Zendesk has two types of redaction for removing sensitive data: Manual redaction provides the ability to redact or remove sensitive data in Support ticket comments, and securely delete attachments, so you can protect confidential information. The data is redacted from tickets via the UI or API to prevent sensitive information from being stored in Zendesk. Learn about redaction via the UI or API.

Automatic redaction allows for automatic redaction of credit card numbers from subscriber-submitted tickets. When enabled, credit card numbers are partially replaced with blank boxes in the ticket. They are also redacted from logs and database entries. To learn more about how to enable this feature and how credit card numbers are identified, see Automatically redacting credit card numbers from tickets and from chats.
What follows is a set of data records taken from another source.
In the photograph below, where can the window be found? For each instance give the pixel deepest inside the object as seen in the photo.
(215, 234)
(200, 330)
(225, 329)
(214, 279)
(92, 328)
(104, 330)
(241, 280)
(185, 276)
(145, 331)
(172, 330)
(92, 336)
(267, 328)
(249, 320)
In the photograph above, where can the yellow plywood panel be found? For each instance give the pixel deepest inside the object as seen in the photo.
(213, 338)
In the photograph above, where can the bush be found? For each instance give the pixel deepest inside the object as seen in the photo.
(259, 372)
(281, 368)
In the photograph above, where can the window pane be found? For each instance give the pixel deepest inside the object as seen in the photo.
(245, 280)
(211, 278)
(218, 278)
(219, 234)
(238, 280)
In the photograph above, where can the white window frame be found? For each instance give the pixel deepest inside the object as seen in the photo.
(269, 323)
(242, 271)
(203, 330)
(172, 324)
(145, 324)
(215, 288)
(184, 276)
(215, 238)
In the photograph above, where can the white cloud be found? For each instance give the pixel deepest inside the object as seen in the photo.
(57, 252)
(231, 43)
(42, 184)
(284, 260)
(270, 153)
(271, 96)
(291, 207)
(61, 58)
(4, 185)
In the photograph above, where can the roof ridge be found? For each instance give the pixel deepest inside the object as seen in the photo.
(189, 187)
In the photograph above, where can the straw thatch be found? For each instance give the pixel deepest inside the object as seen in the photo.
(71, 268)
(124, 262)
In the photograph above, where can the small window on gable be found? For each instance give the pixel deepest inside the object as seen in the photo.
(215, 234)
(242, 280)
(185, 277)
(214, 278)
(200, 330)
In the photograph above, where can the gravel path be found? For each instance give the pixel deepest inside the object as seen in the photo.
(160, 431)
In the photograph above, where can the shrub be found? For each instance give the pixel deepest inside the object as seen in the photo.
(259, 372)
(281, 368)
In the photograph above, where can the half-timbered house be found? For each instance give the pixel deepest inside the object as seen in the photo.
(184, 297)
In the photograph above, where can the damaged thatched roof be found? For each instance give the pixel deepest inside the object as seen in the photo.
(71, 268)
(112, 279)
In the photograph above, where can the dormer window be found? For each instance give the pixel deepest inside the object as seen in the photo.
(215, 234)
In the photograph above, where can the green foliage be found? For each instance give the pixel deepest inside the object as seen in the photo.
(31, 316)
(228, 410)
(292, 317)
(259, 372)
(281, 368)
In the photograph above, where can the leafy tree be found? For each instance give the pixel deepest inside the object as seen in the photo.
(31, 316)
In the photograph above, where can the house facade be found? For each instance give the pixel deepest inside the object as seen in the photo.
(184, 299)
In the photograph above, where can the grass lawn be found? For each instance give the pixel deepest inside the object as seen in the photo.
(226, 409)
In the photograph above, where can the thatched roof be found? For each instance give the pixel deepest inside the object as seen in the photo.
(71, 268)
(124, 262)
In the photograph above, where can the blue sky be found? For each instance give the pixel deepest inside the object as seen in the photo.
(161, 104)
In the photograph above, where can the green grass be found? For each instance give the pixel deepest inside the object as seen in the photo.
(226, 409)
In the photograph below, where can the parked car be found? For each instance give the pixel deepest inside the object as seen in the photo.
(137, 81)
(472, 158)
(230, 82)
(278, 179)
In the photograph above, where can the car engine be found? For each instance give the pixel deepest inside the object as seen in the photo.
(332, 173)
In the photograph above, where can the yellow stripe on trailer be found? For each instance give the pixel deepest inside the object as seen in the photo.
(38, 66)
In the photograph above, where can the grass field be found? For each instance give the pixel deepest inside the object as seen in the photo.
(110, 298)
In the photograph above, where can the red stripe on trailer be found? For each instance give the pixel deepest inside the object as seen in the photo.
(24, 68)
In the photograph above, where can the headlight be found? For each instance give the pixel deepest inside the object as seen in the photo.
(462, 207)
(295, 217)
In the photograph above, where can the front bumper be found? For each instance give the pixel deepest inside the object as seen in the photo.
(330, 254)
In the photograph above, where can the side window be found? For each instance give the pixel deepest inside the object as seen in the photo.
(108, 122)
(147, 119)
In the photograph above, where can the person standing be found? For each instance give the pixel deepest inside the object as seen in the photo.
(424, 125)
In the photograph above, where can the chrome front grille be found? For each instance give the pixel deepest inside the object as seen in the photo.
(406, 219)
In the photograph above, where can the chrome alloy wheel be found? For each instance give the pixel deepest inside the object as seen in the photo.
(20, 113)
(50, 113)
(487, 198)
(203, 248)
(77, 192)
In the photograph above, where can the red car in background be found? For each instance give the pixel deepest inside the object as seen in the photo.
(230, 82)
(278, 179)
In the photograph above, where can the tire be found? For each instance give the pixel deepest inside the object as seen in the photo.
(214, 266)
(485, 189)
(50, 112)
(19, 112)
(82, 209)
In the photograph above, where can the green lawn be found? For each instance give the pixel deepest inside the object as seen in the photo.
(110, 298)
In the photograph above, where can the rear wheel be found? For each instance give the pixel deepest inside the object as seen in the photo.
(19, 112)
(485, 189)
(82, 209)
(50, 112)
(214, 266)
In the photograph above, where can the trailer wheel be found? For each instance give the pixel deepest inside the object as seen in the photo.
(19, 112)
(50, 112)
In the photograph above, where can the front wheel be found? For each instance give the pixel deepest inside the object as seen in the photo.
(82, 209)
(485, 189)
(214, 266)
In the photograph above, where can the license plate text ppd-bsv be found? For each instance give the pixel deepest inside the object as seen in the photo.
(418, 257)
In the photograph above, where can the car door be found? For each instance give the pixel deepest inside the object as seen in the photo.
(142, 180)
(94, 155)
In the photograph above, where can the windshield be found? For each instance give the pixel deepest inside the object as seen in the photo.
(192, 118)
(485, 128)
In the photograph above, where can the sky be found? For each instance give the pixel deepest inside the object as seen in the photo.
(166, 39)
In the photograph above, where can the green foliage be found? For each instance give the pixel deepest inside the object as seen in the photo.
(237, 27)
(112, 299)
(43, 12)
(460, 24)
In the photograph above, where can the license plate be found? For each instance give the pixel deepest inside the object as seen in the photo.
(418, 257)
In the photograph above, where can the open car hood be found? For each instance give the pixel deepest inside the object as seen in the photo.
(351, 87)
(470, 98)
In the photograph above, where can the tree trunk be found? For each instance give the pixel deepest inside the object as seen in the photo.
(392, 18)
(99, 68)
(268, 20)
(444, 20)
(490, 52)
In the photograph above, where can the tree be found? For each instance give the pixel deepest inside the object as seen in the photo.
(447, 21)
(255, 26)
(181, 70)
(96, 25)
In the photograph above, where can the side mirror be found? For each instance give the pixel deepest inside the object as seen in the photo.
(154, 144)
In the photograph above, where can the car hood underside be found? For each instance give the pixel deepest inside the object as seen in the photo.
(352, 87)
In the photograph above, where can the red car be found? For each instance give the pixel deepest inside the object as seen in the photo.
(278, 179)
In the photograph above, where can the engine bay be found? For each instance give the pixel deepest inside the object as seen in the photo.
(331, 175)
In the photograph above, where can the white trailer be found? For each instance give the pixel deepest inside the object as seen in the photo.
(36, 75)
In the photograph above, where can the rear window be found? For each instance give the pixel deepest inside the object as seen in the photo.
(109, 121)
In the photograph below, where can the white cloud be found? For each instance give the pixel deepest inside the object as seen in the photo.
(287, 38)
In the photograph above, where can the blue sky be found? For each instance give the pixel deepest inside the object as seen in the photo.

Zendesk’s spam filtering service can be used to prevent end user spam posts from being published in your Guide help centre. Learn about filtering spam in Guide.

Zendesk offers DKIM (Domain Keys Identified Mail) and DMARC (Domain-based Message Authentication, Reporting & Conformance) for signing outbound emails from Zendesk when you have to set up an external email domain on your Zendesk. Using an email service that supports these features helps you stop email spoofing. Learn more about digitally signing your email.

Zendesk tracks the devices used to sign in to each user account. When someone signs into an account from a new device, it is added to the device list in that user's profile. That user can get an email notification when a new device is added, and should follow up if the activity seems suspicious. Suspicious sessions can be terminated through the agent UI. Learn about device tracking.

Zendesk has developed a comprehensive set of security policies covering a range of topics. These policies are shared with and made available to all employees and contractors with access to Zendesk information assets.

All employees attend a Security Awareness Training, which is given upon hire and annually thereafter. All engineers receive annual Secure Code Training. The Security team provides additional security awareness updates via email, blog posts, and in presentations during internal events.

Zendesk performs background checks on all new employees in accordance with local laws. These checks are also required for contractors. The background check includes criminal, education, and employment verification. Cleaning crews are included.

All new hires are required to sign Non-Disclosure and Confidentiality agreements.